What is Happening in Morgantown?

How WVU, GitHub Actions & Datasette Produce Good Questions
Author

Derek Willis

Published

January 4, 2023

When Ken Ward Jr. and I got to teach an investigative reporting class at West Virginia University in the fall of 2019, one of the regular assignments we had was to give students some state government report to read and ask them to generate newsworthy questions from it.

This exercise started out pretty rough. Even though questions are the backbone of journalism, there aren’t many journalism classes that assign them specifically. Usually the assignment is to write a story based on an event or interviews, and the assumption is that in doing that students will come up with relevant and interesting questions. But if you’re not covering a beat or an expert on a topic, investigative story ideas don’t just appear from thin air. They almost always derive from good questions.

At first, the questions we got were ok; often they were definitional, which makes sense since we were introducing new subjects and findings nearly every week. “What does X mean?” or “Why is Y important?” These aren’t bad questions, but they also indicate an introductory level of understanding of the subject. For a lot of journalism assignments, including investigative work, that’s a necessary step. The problem was that many of them focused on things that weren’t the most important thing.

Here’s an example: one of the reports we had students read was from the West Virginia Board of Registered Nurses (see a more recent example here) showing, among other things, the number of registered nurses by county and specialty. The table looks like this:

The specialties are listed across the top, each letter corresponding to a value like “Cardiology” or “Pediatrics”. The letter “J” stands for “Maternal-Obstetrics”. Most of the questions we got were ones such as “Why do Cabell, Kanawha and Monongalia have so many more nurses?” which has a quick answer - they have more people living there. Look at the data longer, though, and you start to ask other, better questions, like: “How many WV counties have literally zero maternal/OBGYN nurses living there?” More than half the state’s counties have none, although there are maternal nurses living in other states who work in West Virginia. Or “What’s it like to be the only maternal health nurse in the whole county?” These are better questions that could lead to great stories.

In order to make this exercise more relevant to our WVU students, we looked at campus police incident reports.

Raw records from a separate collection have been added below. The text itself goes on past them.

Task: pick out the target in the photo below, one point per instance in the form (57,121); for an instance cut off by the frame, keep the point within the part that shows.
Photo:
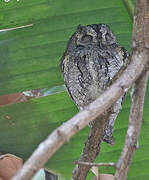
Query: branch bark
(95,164)
(135,121)
(140,42)
(62,134)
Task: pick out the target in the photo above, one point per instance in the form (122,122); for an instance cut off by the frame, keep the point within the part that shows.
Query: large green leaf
(30,59)
(30,56)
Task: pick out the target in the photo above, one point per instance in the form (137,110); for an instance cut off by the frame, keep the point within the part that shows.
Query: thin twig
(95,164)
(135,121)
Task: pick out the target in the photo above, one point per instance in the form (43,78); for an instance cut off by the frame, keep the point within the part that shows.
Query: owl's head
(98,35)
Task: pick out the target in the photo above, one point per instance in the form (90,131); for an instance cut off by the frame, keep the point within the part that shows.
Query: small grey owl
(91,61)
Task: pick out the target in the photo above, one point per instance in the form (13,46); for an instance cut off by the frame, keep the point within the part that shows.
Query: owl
(92,59)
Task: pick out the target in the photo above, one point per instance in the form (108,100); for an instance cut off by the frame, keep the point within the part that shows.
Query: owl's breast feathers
(87,72)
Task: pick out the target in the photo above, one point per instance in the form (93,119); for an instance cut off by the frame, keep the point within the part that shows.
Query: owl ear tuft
(79,27)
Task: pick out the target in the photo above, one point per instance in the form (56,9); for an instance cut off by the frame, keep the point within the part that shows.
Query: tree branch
(95,164)
(135,120)
(62,134)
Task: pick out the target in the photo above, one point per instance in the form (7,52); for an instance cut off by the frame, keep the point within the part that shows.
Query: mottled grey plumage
(92,58)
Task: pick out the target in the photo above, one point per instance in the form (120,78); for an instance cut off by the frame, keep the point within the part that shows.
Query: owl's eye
(87,38)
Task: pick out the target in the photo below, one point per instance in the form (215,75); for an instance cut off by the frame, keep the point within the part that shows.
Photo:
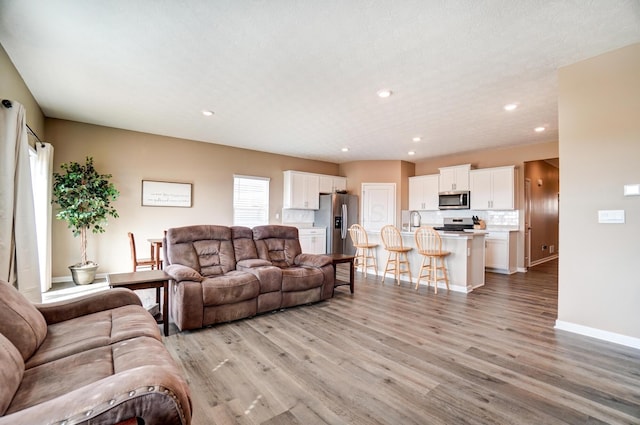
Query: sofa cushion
(92,331)
(230,288)
(205,248)
(20,321)
(10,373)
(278,244)
(178,272)
(82,372)
(243,245)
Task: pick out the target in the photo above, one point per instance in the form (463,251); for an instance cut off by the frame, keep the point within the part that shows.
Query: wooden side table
(145,279)
(340,259)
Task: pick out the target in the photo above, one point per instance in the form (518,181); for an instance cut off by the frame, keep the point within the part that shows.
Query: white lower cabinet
(313,241)
(501,251)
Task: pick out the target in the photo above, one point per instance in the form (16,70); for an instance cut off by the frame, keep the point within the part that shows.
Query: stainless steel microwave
(460,200)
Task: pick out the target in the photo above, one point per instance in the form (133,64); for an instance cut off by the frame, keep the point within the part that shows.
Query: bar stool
(429,246)
(397,256)
(140,262)
(365,251)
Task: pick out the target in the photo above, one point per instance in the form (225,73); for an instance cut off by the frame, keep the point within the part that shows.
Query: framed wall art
(166,194)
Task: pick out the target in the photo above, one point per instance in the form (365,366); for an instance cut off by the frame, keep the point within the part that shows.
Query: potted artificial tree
(84,197)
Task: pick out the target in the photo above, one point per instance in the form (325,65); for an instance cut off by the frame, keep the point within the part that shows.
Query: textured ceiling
(299,77)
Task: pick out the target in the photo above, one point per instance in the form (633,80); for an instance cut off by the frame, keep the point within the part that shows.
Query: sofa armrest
(313,260)
(157,394)
(69,309)
(179,273)
(252,263)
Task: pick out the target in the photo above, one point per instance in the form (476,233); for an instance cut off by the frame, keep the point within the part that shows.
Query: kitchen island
(465,264)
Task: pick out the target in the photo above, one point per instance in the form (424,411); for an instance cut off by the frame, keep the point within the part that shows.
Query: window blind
(250,201)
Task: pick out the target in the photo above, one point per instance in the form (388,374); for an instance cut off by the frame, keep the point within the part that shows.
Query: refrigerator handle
(343,229)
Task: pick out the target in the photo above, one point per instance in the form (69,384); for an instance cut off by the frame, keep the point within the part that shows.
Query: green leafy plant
(85,198)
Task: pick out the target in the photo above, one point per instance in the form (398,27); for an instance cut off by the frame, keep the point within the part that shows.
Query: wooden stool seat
(365,257)
(397,260)
(429,246)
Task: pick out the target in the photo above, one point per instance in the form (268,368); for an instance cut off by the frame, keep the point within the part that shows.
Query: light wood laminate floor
(391,355)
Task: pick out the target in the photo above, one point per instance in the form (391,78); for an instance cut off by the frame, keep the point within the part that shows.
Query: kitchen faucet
(411,221)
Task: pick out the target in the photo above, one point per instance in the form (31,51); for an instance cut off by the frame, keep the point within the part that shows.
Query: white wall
(599,117)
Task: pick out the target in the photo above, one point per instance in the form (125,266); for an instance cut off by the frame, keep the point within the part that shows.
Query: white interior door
(378,205)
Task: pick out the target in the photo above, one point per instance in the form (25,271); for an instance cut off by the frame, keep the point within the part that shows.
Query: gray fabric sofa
(221,273)
(97,359)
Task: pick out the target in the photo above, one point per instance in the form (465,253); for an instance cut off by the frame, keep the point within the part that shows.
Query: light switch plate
(632,190)
(611,216)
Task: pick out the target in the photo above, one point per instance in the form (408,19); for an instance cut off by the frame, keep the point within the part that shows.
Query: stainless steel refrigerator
(337,213)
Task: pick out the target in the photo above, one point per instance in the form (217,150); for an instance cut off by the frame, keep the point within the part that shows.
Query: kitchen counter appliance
(452,224)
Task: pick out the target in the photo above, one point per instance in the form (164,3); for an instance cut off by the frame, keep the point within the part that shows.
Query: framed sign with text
(166,194)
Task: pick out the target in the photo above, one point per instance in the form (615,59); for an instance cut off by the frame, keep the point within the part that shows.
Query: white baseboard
(544,260)
(599,334)
(62,279)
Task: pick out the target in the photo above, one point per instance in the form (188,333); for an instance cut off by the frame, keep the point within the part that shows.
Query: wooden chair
(429,245)
(140,262)
(397,256)
(365,251)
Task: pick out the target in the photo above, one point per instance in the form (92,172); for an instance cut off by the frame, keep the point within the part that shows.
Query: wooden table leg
(351,273)
(165,307)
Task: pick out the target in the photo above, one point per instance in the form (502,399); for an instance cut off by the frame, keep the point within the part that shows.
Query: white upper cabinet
(331,184)
(454,178)
(301,190)
(423,192)
(492,188)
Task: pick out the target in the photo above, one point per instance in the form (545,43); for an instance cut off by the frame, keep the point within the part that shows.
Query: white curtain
(41,176)
(18,246)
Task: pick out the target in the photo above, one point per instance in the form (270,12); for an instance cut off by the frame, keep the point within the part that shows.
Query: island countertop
(465,263)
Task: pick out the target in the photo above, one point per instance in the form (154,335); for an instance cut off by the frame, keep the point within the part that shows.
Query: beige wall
(12,87)
(514,155)
(131,157)
(545,179)
(599,117)
(398,172)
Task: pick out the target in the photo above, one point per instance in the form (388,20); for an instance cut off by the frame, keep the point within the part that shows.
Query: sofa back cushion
(11,372)
(278,244)
(243,245)
(205,248)
(20,321)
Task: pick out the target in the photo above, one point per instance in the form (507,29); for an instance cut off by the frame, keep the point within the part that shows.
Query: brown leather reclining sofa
(224,273)
(97,359)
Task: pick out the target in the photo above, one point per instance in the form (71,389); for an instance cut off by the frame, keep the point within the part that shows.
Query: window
(250,201)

The information is not exactly in a useful format; it requires that people visit the site repeatedly and also “scrolls off” earlier reports after 90 days or so. In other words, a perfect candidate for scraping. So that’s what I did, writing some Python code to grab the latest reports and then using GitHub Actions to automate that process every day. The result is a CSV file with more than 13,000 rows.

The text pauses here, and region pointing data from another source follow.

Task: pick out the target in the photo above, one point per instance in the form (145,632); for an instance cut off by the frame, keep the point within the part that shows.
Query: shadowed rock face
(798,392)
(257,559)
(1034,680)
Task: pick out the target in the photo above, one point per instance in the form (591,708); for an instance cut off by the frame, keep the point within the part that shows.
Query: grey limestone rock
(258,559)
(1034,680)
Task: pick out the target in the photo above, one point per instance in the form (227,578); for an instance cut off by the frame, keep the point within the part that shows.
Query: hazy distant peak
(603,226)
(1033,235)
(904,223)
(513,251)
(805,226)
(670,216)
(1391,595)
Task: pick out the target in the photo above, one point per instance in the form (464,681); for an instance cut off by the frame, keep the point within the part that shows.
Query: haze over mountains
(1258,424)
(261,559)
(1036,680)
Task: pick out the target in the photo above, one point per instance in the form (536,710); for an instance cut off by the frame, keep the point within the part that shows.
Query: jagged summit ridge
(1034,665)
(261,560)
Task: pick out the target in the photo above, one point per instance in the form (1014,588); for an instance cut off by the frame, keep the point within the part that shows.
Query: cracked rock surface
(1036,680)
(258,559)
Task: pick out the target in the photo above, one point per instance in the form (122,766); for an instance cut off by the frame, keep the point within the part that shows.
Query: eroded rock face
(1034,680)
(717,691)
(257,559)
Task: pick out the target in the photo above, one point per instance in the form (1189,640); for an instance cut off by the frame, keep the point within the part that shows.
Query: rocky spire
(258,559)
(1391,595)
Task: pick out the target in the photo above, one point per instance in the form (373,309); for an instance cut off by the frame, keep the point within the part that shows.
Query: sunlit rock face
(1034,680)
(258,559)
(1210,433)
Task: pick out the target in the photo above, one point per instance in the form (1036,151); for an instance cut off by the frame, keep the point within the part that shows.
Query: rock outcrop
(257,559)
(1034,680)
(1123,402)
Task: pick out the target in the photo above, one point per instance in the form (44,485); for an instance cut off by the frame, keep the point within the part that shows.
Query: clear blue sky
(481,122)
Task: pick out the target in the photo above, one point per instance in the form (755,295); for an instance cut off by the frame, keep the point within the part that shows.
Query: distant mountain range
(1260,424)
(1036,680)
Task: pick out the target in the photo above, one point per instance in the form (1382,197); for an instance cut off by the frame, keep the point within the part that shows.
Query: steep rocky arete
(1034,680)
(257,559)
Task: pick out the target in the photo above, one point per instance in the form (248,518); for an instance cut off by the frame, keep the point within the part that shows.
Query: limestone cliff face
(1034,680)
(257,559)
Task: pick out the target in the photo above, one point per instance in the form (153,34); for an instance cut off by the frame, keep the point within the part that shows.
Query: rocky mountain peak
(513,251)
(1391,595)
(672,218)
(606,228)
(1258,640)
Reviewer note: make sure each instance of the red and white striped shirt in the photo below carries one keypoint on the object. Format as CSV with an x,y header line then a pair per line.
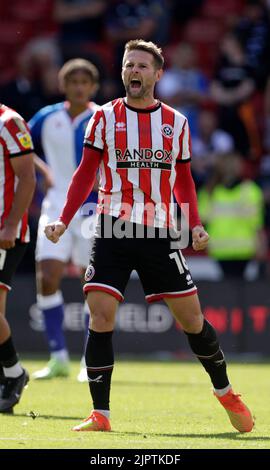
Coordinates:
x,y
15,140
140,149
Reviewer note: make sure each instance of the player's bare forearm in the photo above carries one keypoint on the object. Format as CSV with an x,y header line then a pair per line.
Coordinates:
x,y
22,199
200,238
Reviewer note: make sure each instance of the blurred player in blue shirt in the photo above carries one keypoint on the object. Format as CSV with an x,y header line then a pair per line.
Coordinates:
x,y
57,133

Not many of us want to look at huge CSV files a lot, which is why we have other software to help us do that. The best software for this purpose is one that allows, even encourages, users to ask questions of the data. That’s what Datasette is great at. So after updating the CSV file with the latest WVU crime incident reports, I have GitHub Actions build out a Datasette instance to display it.

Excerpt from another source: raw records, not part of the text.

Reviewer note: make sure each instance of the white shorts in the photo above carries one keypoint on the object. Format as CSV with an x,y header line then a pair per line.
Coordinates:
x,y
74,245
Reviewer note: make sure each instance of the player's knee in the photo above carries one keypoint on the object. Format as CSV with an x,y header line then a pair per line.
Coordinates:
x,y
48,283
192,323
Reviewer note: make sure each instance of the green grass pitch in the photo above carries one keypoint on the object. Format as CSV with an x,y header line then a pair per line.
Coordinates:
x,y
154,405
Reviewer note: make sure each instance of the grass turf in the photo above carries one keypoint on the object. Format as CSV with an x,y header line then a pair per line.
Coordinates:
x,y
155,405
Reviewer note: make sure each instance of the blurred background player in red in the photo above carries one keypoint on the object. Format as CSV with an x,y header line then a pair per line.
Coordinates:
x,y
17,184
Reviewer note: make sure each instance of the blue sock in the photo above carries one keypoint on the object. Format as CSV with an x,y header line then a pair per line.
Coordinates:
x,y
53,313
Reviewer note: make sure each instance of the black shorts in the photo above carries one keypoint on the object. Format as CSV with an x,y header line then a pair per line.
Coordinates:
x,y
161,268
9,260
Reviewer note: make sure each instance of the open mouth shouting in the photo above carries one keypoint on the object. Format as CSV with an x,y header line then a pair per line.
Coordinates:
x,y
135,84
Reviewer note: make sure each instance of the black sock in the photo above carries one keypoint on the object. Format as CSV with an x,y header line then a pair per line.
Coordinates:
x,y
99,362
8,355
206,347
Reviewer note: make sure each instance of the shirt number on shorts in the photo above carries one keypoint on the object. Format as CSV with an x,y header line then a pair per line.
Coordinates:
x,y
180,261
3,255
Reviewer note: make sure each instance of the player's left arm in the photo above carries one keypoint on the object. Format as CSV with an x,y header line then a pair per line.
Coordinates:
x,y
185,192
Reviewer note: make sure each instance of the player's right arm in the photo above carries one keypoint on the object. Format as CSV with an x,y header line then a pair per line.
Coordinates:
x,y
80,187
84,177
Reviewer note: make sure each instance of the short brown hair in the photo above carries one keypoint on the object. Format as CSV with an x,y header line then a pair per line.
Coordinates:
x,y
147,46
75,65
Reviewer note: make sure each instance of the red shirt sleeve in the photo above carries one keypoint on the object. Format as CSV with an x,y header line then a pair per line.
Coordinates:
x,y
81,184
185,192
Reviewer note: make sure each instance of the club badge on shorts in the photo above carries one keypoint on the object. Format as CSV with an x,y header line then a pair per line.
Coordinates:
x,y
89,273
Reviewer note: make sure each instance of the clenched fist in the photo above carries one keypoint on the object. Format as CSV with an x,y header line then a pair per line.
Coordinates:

That brings me back to the title of this post: What is happening in Morgantown? Seems like a pretty basic question, but where it comes from is asking other questions of this data, and specifically grouping by and counting the number of reports. I start by grouping the reports by year (I’ve been collecting this data since the fall of 2019, so that year doesn’t have full data). Looking at those yearly totals, you can see 2020 stand out, which, given COVID, seems logical.

I’ve been looking at this data since 2019, and when you do that you start to get an idea of what the ebb and flow of it should look like. So when you see rare events, your brain might notice them. But that’s not the only way to find out if something has changed. Throughout the pandemic we heard a lot about students’ mental health struggles. Does that show up at all in campus police incidents? At the most extreme end we could look at references to suicide. It turns out that there are several incident titles that contain the word “suicide”, so let’s look at those.

One of Datasette’s key features is to allow you to execute arbitrary SQL statements, such as performing wildcard searches. Here are the results of searching for where title contains “SUICIDE”, grouped by year. There were nearly twice as many reports of attempted or threatened suicide recorded by WVU police in 2022 than in 2021. Nearly twice as many.

Which leads to these questions: what is happening in Morgantown? Is there an actual increase in suicidal behavior? Is this better reporting by police? An increased awareness of suicide leading to more willingness to report it? Something else entirely? I hope that someone in Morgantown is asking them.

A less extreme but very common incident on and around college campuses is a violation of alcohol laws. In West Virginia, these are known as “ABCC Violations”. Focusing on those, once again grouping by year, we can see that there were more violations reported in 2021 than in 2022. Interesting, perhaps, but let’s bring in report outcomes - the disposition of each incident. The two most common outcomes are “Clear by Citation” and “Clear by Warning”. If we drill down into the first, we can see a huge change between 2021 and 2022: the number of ABCC violations that ended in citations dropped to just 31 last year, compared to 136 the previous year. Warnings, meanwhile, were higher in 2022. What changed? Was this an announced policy?

Good data exploration might provide some answers, but at a minimum it should produce more questions. Some of those might turn out to be pretty good stories.